Gemini 3.5 is developed under Google's strict Frontier Safety Framework, which filters cybersecurity and CBRN (Chemical, Biological, Radiological, and Nuclear) risks in real-time. For corporate systems, Google Enterprise and the Gemini Enterprise Agent Platform guarantee that none of your uploaded invoices, contracts, or source code files will ever be used for training public models.

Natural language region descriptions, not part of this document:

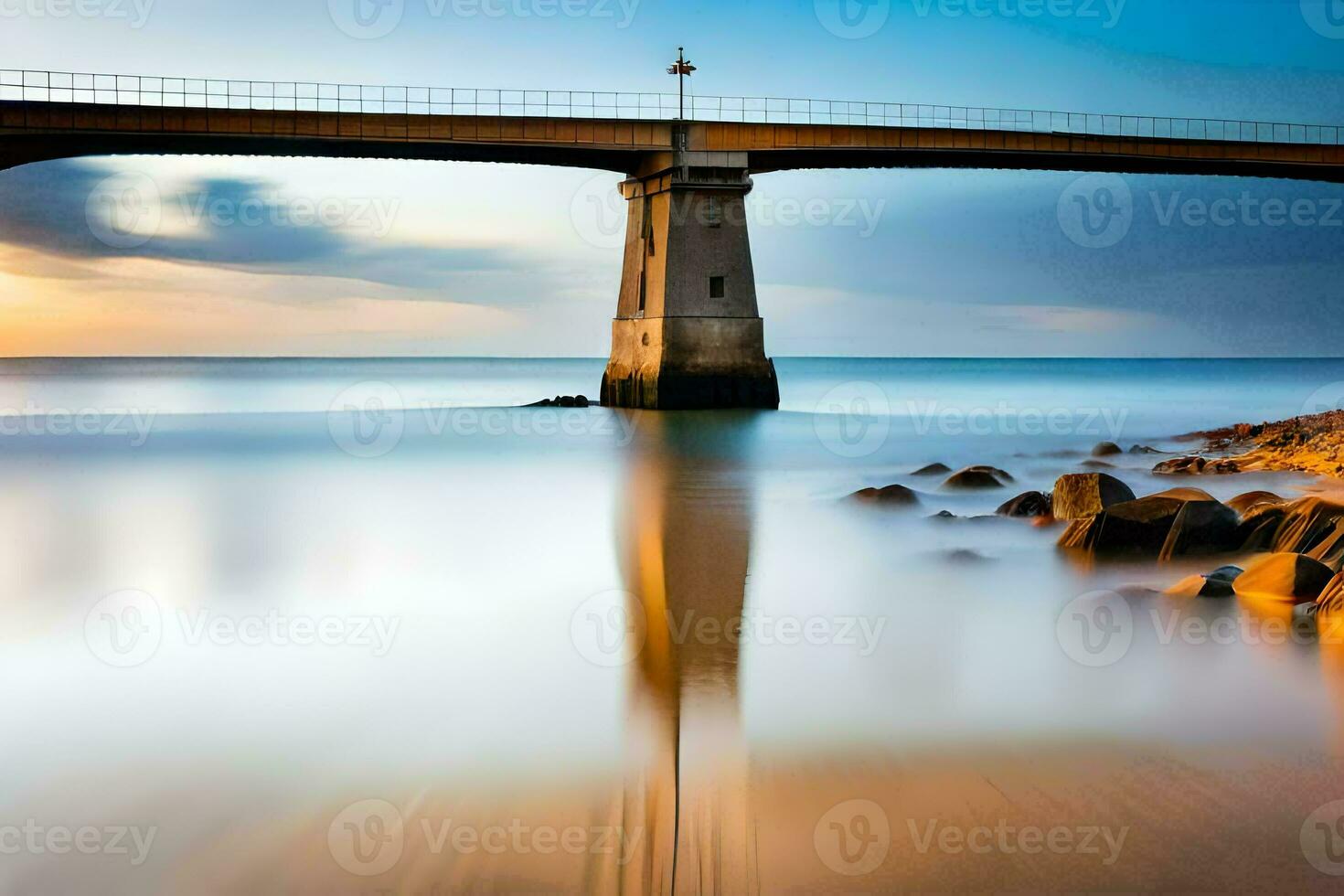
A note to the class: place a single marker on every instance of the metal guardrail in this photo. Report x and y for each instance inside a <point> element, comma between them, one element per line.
<point>206,93</point>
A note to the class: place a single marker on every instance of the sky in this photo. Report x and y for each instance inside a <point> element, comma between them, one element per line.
<point>366,258</point>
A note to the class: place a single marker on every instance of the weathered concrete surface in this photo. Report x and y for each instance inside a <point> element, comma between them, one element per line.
<point>688,334</point>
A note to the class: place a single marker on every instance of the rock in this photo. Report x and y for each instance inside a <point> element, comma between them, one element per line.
<point>977,477</point>
<point>890,496</point>
<point>563,400</point>
<point>1029,504</point>
<point>1166,526</point>
<point>1083,495</point>
<point>1197,466</point>
<point>1214,584</point>
<point>1293,578</point>
<point>1331,602</point>
<point>1244,503</point>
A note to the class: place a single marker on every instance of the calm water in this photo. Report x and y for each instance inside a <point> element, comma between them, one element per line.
<point>246,595</point>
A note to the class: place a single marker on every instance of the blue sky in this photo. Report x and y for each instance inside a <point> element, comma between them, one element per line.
<point>500,260</point>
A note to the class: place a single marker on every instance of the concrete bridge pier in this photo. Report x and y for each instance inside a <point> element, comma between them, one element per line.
<point>687,334</point>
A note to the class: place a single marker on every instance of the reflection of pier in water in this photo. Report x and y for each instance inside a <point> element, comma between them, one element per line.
<point>686,540</point>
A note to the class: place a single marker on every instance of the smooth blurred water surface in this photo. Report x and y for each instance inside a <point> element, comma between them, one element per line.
<point>486,541</point>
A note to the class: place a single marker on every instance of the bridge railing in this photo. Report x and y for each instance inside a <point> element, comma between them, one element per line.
<point>208,93</point>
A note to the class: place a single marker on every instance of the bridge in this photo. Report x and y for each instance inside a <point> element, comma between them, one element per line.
<point>687,332</point>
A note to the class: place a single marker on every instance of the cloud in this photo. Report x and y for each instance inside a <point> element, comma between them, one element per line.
<point>70,208</point>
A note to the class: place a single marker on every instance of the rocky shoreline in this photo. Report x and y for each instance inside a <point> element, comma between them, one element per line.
<point>1286,552</point>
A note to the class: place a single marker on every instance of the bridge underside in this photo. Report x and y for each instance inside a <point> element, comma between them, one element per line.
<point>687,334</point>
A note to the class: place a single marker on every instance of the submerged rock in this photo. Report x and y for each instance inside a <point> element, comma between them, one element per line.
<point>563,400</point>
<point>977,477</point>
<point>889,496</point>
<point>1083,495</point>
<point>1212,584</point>
<point>1293,578</point>
<point>1166,526</point>
<point>1198,466</point>
<point>1250,500</point>
<point>1029,504</point>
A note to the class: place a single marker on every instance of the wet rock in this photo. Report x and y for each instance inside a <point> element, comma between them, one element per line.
<point>1212,584</point>
<point>889,496</point>
<point>1164,526</point>
<point>977,477</point>
<point>1029,504</point>
<point>1083,495</point>
<point>1198,466</point>
<point>1244,503</point>
<point>563,400</point>
<point>1290,578</point>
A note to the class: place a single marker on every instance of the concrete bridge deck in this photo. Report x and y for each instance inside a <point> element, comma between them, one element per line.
<point>687,332</point>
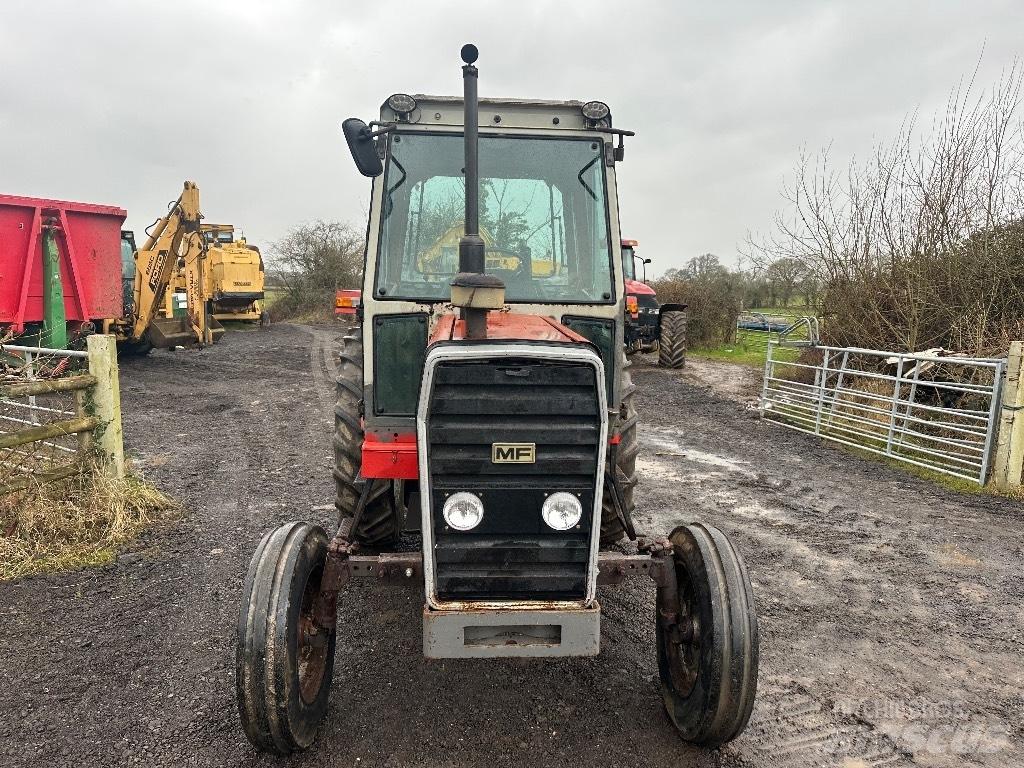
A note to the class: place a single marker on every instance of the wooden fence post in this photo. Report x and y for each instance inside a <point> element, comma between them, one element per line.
<point>1009,466</point>
<point>107,401</point>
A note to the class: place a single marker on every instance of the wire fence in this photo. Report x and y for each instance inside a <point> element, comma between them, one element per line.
<point>934,411</point>
<point>757,331</point>
<point>49,414</point>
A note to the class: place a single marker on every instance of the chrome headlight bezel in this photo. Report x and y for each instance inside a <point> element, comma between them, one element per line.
<point>549,513</point>
<point>462,497</point>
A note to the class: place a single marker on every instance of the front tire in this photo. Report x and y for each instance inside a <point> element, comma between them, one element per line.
<point>672,339</point>
<point>284,663</point>
<point>710,670</point>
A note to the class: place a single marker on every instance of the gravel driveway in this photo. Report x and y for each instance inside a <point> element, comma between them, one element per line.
<point>890,608</point>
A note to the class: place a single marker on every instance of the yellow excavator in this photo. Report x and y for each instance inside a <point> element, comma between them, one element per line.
<point>232,278</point>
<point>174,240</point>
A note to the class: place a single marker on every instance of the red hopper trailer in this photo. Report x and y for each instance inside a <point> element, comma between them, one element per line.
<point>81,243</point>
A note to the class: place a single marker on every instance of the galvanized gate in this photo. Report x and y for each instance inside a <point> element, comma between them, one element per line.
<point>933,411</point>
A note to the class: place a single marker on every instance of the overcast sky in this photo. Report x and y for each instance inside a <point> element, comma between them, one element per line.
<point>118,102</point>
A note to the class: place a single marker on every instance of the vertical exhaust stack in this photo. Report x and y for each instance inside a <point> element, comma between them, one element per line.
<point>472,291</point>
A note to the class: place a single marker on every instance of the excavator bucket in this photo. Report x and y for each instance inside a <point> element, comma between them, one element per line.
<point>177,332</point>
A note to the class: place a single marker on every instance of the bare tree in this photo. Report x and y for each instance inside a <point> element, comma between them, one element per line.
<point>313,261</point>
<point>920,245</point>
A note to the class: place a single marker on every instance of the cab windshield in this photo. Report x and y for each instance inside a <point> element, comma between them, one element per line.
<point>629,263</point>
<point>543,218</point>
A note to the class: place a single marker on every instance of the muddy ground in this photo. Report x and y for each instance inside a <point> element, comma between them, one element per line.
<point>890,608</point>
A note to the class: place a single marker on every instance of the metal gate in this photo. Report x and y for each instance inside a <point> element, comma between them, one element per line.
<point>933,411</point>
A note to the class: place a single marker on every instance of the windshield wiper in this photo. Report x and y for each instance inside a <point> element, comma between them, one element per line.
<point>399,182</point>
<point>583,171</point>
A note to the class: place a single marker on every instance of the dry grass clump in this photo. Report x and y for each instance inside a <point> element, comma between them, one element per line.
<point>75,522</point>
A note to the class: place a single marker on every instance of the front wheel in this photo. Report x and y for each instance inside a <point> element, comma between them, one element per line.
<point>672,339</point>
<point>708,657</point>
<point>284,660</point>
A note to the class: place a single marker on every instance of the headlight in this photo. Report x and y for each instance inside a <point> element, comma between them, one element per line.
<point>463,511</point>
<point>561,511</point>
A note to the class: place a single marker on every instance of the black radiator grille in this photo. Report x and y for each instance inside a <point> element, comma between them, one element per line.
<point>512,554</point>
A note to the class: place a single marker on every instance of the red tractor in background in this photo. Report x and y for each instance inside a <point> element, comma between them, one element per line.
<point>648,326</point>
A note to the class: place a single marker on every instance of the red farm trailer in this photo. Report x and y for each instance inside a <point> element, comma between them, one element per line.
<point>59,267</point>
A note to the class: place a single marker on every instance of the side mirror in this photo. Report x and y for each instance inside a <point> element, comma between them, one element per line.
<point>364,148</point>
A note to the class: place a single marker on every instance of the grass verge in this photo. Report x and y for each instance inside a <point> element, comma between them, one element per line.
<point>74,523</point>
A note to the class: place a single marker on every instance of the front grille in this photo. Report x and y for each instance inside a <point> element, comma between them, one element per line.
<point>512,554</point>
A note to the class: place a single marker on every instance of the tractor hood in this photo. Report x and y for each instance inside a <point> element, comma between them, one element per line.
<point>508,327</point>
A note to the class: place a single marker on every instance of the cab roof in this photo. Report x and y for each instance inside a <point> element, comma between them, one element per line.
<point>514,113</point>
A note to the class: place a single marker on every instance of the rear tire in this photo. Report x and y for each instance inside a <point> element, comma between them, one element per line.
<point>626,464</point>
<point>672,340</point>
<point>710,679</point>
<point>379,525</point>
<point>283,665</point>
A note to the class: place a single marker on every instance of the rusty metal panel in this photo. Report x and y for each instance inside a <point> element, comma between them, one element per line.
<point>491,634</point>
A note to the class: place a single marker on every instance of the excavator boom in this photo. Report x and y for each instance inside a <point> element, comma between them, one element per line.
<point>175,238</point>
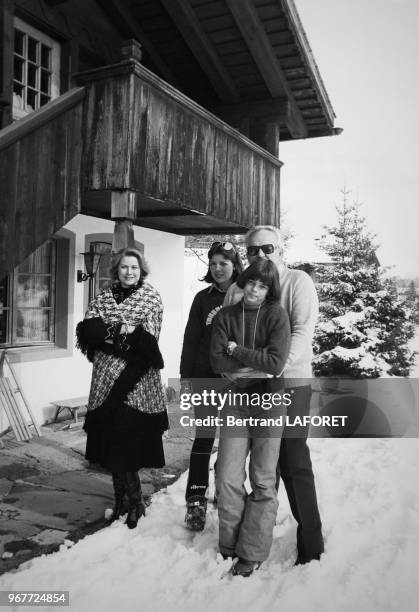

What is Gemini Spark, and how does it leverage Gemini 3.5 Flash?
Gemini Spark is Google's new autonomous personal agent, powered by Gemini 3.5 Flash. Running 24/7 in the background, it autonomously manages digital routines, organizes calendars, matches invoices, and compiles action logs based on secure permissions. Gemini Spark is currently rolling out in private beta, with wider access coming next week for US Google One AI Premium subscribers.
What is the API pricing model, and is there a free tier for developers?
Gemini 3.5 Flash offers a highly generous free tier via Google AI Studio, providing up to 15 requests per minute at no cost. For high-scale production systems, pay-as-you-go pricing delivers flagship-level inference at less than half the per-token cost of comparable industry models, making it the most cost-effective solution for running heavy multi-agent loops.